The Border by Don Winslow
My rating: 4 of 5 stars
They say that the definition of insanity is doing the same thing over and over again while expecting a different result. So maybe America should start questioning its ‘war on drugs’ which is almost 50 years old now?
Nah. Let’s just keep doing the same thing we always have. It’s gotta work eventually.
Art Keller’s story began in The Power of the Dog when he was a young DEA agent dispatched to Mexico in the ‘70s. There he got into a feud with Adán Barrera who becomes one of the most powerful cartel kingpins, and their bloody fight would go on for years. Keller’s efforts to bring him to justice were complicated by the US’s covert support of the drug trade to fund anti-communist operations in Central and South America. The war between Keller and Barrera goes on past the turn of the century in The Cartel when a power struggle in Mexico leads to stunning levels of violence and corruption.
Now America’s dependence on opioids has created an expanding market for heroin and fentanyl, and Keller has been appointed head of the DEA to try and stem the tide. Keller’s strategy is to adopt a more tolerant attitude to low-level users and dealers while going after the high level money men profiting from the trade. Unfortunately, a loud-mouthed presidential candidate accuses him of being soft on crime while pointing the finger at illegal immigration and Mexican government corruption, and Keller has to beware of right wingers in his own agency trying to sabotage him.
Then Keller gets evidence indicating that the candidate’s son-in-law is about to launder hundreds of millions of dollars in cartel money under the guise of a real estate deal, but just trying to investigate it will mean being smeared by the alt-right even as he fears that the cartels have just bought the White House. Meanwhile, there’s another vicious war for control of the drug trade going on in Mexico, and host of people like a small time junkie, an undercover cop, the son of a slain DEA agent, a young boy fleeing gang violence in his own country, and a retired hit man are all caught up in the chaos in various ways.
Don Winslow has been researching and writing about the Mexican drug trade for years now, and he’s got a lot to say about the ultimate futility of trying to stop it with cops. He’s also not shy about pointing out the hypocrisy of how America is the biggest customer of this trade while blaming other countries like Mexico for it. Winslow’s trilogy makes these social and political points while also delivering an epic crime tale with Art Keller at its center. These aren’t just entertaining books, they feel like important books.

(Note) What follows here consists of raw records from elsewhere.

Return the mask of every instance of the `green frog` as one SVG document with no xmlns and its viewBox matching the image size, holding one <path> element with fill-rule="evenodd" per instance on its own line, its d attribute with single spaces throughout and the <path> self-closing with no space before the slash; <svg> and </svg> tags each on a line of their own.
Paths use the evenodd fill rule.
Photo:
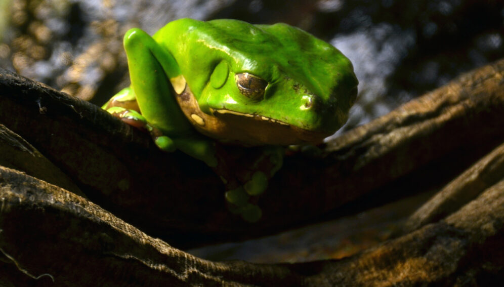
<svg viewBox="0 0 504 287">
<path fill-rule="evenodd" d="M 181 19 L 152 37 L 132 29 L 124 46 L 131 85 L 103 108 L 148 131 L 161 150 L 213 168 L 230 210 L 247 221 L 261 217 L 251 198 L 281 166 L 282 147 L 321 143 L 346 121 L 357 95 L 350 60 L 285 24 Z M 234 180 L 221 166 L 221 145 L 261 151 Z"/>
</svg>

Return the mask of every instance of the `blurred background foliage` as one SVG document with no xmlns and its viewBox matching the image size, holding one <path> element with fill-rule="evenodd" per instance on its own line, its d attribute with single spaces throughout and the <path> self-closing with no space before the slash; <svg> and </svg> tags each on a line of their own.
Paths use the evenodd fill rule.
<svg viewBox="0 0 504 287">
<path fill-rule="evenodd" d="M 180 18 L 287 23 L 354 63 L 345 130 L 504 56 L 502 1 L 0 0 L 0 66 L 100 104 L 129 84 L 122 38 Z"/>
</svg>

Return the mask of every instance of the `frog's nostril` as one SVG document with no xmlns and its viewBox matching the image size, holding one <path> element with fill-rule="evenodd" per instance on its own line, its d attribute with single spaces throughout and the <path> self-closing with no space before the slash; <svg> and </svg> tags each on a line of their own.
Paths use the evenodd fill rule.
<svg viewBox="0 0 504 287">
<path fill-rule="evenodd" d="M 313 97 L 312 96 L 303 96 L 302 99 L 302 104 L 300 108 L 302 110 L 308 110 L 313 106 Z"/>
</svg>

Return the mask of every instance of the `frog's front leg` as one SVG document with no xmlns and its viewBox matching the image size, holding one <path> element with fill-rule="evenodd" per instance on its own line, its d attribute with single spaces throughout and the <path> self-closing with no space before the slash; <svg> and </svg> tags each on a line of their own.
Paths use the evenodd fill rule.
<svg viewBox="0 0 504 287">
<path fill-rule="evenodd" d="M 131 86 L 121 92 L 128 94 L 125 99 L 136 99 L 141 115 L 125 108 L 123 117 L 144 123 L 161 149 L 178 148 L 208 166 L 216 165 L 213 141 L 194 131 L 175 99 L 172 80 L 181 73 L 173 56 L 138 28 L 126 33 L 124 46 Z"/>
</svg>

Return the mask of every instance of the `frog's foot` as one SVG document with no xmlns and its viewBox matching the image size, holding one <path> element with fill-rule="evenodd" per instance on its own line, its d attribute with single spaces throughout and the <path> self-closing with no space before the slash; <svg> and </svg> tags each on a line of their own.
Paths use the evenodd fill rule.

Unfortunately, this one was a little hard for me to read because it all too accurately mirrors current events with the character of John Dennison, a liar/ racist/ fraud/ criminal/ asshole who somehow becomes president of the United States that was obviously created as a stand-in for the real thing. For the purposes of this book Winslow has shifted the dirty dealings from Russian oligarchs to Mexican drug lords, but honestly, if we found out that the orange shitbag had taken cartel money, would anyone really be surprised?
Since reality is such a bummer these days it made reading this even more depressing than the other books. It’s relevant and good, but it is tough to read a fictional version of America destroying itself in ways that are really happening.